# Fulltiming Insurance



## billym (Dec 17, 2005)

We spent a pleasant day out at Stratford yesterday. We put a few faces to names and had fun conversations about macerators and engines ! Strangely we only met RVers. I guess the others were out buying bits for their motorhomes that don.t come as standard.


We were accosted by Sureterm Direct insurance. As ours is up for renewal I asked them all the questions relevant to fulltiming. It was all no problem etc etc. They are ringing me to give me a quote tomorrow. Does anyone know anything about them. It all seemed too good to be true

Thanks


----------



## 88927 (May 10, 2005)

Hi Billym
It was indded nice to finally meet you and your wonderful family yesterday, and we all found the macerator discussions very illuminating :lol: :lol: :lol: :lol: 


Keith


----------



## 96105 (Aug 23, 2005)

kands said:


> Hi Billym
> It was indded nice to finally meet you and your wonderful family yesterday, and we all found the macerator discussions very illuminating :lol: :lol: :lol: :lol:
> 
> Keith


 hi, same here keith :roll: you beat me to it :lol:

ray


----------



## 96097 (Aug 22, 2005)

Hi Billym & co

It was nice to meet you all!!

Sharon


----------



## Moandick (Nov 8, 2006)

*RV Insurance*

Safeguard rang me up in November last year to ask if I would run an advert in the Big Pitch Guide for them. They wanted to advertise to the RV community that they had literally JUST started insuring RV's.

I ran their advert in our January update but my insurance is not yet ready for renewal so I have never asked them for a quote as a full-timer.

I cannot get 'contents' cover with the NFU as I am a 'full-timer' and they have my RV insured as a 'professional' vehicle SO I would be more than interested if Sureterm are including contents with their policies.

Please keep us in touch if you do get a quote

Dick


----------



## mike800966 (May 1, 2005)

*Fulltiming? Insurance*

Am in the process of renewing just at the moment although I have till the 12th to complete it. 
Have spoken to Comfort and 360 days a year seemed fine until they said that actual "no fixed abode" fulltiming almost doubled the premium!. 
I cannot understand how, if someone has taken the trouble to talk sensibly to these people and intends to make his mobile investment his home, that the risk to the Insurer ( and hence the premium) should be 100% greater.
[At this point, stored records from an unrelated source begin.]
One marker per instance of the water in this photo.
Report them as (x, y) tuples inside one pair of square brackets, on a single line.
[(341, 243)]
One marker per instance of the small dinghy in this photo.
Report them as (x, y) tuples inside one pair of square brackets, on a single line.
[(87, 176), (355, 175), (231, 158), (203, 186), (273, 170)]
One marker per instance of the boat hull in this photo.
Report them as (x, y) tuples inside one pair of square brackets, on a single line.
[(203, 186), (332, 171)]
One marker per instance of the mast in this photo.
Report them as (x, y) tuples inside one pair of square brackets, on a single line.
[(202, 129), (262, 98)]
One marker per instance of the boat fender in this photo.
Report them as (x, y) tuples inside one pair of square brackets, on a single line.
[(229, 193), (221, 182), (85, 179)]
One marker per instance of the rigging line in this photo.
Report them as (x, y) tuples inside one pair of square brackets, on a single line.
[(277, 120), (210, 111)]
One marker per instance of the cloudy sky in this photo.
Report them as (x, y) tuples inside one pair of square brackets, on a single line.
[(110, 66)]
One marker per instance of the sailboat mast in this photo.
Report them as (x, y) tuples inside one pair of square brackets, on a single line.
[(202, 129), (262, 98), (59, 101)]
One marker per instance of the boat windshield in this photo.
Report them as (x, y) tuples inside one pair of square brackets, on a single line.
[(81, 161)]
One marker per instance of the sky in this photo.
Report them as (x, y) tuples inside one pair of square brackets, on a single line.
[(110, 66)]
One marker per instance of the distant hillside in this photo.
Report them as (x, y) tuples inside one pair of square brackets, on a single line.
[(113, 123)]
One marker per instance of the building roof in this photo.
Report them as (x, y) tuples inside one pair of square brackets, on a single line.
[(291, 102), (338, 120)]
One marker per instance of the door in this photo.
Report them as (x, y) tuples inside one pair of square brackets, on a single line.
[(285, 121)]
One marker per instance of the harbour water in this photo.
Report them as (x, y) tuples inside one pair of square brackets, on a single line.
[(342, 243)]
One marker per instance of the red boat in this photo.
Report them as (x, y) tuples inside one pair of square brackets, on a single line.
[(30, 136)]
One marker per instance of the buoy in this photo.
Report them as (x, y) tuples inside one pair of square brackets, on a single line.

I would have thought that one would have shown by the conversation that the venture was being taken seriously. A suggestion was made that the risk perception was based on the applicants home postcode, it would make more sense to preclude cover from those areas where crime is more likely, again, who would put all there possessions in a 'van parked on Brixton or Toxteth ( with apologies to all those who live in those areas!) Of course a motorhome wouldnt be at ones Home postcode if fulltiming!!

I feel that the 100% increase in premium was due more to market forces as there really doesnt seem to be many insurers doing proper fulltime cover, even for just motorhomes.

Would be very interested to compare with Sureterm

Mike


----------



## MicknPat (Jul 18, 2005)

When you guys get your insurance quotes could you please add a valuation to the RV being insured


----------



## 98585 (Apr 9, 2006)

Hi Billym & co

brief as it was it ws nice to finally meet you guys, hope we meet up again soon

Sian


----------



## billym (Dec 17, 2005)

Obviously the salespeople at Stratford were on commission as everything they told me was a load of rubbish. Sureterm Direct will not insure fulltimers. I should have known.


----------